British Gas owner Centrica is to scrap its widely criticised standard variable tariff (SVT) for new customers from April, and other energy companies are expected to follow suit.

The company is the third of the big six suppliers to announce the end of its SVT following announcements from E.on and Scottish Power.

Theresa May promised action last month to end “rip-off energy prices”, proposing a price cap on SVTs and other default tariffs – the expensive plans that customers are moved to when cheaper fixed deals end. Britain’s competition watchdog found that consumers were being overcharged by £1.4bn a year, a figure that Centrica contests.

The company said it would stop offering the SVT on 31 March, offering new customers a choice of at least two three-year fixed tariffs instead. “This will result in a broader range of better deals with fewer people on default tariffs,” it said. “And if standard variable tariffs could be ended completely then the effects would be market-wide.”

Around 5m of British Gas customers are currently on SVTs. Household energy bills have doubled in Britain over the past decade and now average £1,200 a year.

The company will set up a new 12-month default tariff with no exit fees for customers that do not pick a new contract when their existing one expires. Centrica said it was working with the regulator on whether the default tariff should be a fixed or variable price.

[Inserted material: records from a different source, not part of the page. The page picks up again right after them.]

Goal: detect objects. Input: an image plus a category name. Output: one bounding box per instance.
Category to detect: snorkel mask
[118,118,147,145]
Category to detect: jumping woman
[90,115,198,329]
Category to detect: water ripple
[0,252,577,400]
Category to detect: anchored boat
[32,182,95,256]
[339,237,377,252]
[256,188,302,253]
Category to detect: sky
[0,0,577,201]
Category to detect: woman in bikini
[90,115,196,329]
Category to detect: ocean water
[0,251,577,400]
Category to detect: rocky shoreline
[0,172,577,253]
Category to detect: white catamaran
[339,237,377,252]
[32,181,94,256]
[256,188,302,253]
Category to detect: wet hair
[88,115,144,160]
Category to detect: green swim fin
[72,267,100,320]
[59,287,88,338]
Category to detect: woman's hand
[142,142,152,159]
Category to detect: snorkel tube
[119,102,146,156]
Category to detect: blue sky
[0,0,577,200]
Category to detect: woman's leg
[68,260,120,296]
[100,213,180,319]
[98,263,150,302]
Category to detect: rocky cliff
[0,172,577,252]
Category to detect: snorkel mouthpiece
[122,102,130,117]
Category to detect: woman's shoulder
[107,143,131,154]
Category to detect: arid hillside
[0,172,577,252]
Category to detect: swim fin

Gillian Guy, the Citizens Advice chief executive, welcomed the move but said consumers still needed additional protections, including a price cap.

Peter Earl, head of energy at, said: “The writing is on the wall for SVTs. With three of the big six scrapping them, we expect the others to follow suit. The fact that British Gas is only scrapping SVTs for new customers from April suggests that millions of customers from various suppliers may remain on these tariffs for the foreseeable future. SVTs represent woefully poor value for money and few tears will be shed at their demise.”

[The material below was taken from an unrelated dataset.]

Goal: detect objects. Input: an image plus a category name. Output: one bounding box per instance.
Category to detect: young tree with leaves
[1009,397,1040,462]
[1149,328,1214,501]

He said consumers would save an average of £300 a year if they switched from an SVT to a fixed tariff.

The government has put forward legislation to cap the energy bills of 11m households for as long as five years, which the Conservatives claim could save people up to £100 a year. The measure, which will not take effect until 2019 at the earliest, will apply to anyone on a standard variable tariff.

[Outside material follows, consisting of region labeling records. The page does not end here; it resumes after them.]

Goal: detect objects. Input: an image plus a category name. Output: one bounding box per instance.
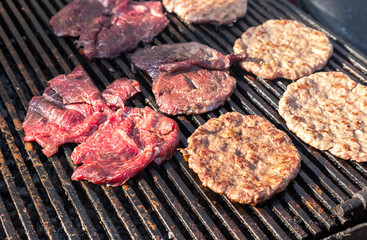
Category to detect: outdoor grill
[0,0,367,239]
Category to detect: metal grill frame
[0,0,367,239]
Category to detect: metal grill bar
[0,136,37,239]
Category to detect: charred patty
[181,112,301,205]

Centrica reiterated its opposition to price caps, arguing that they lead to reduced competition and choice, and lead to prices that tend to cluster around the cap.

Stephen Murray, energy expert at, said Centrica’s move highlighted that change within the industry was “much more effective than a one-size-fits-all price cap, which could have unintended consequences such as many of the best deals disappearing, prices finding a higher level, and a growing market of disengaged customers”.

Greg Jackson, chief executive of rival supplier Octopus Energy, which invests in solar generation, described the move as a “ruse”.

“If they wanted to bring lower bills to customers, they could just cut their prices.

Instead, they’re bringing in an ever more complex array of high fixed tariffs making it even harder for customer to know whether they’re getting good value.”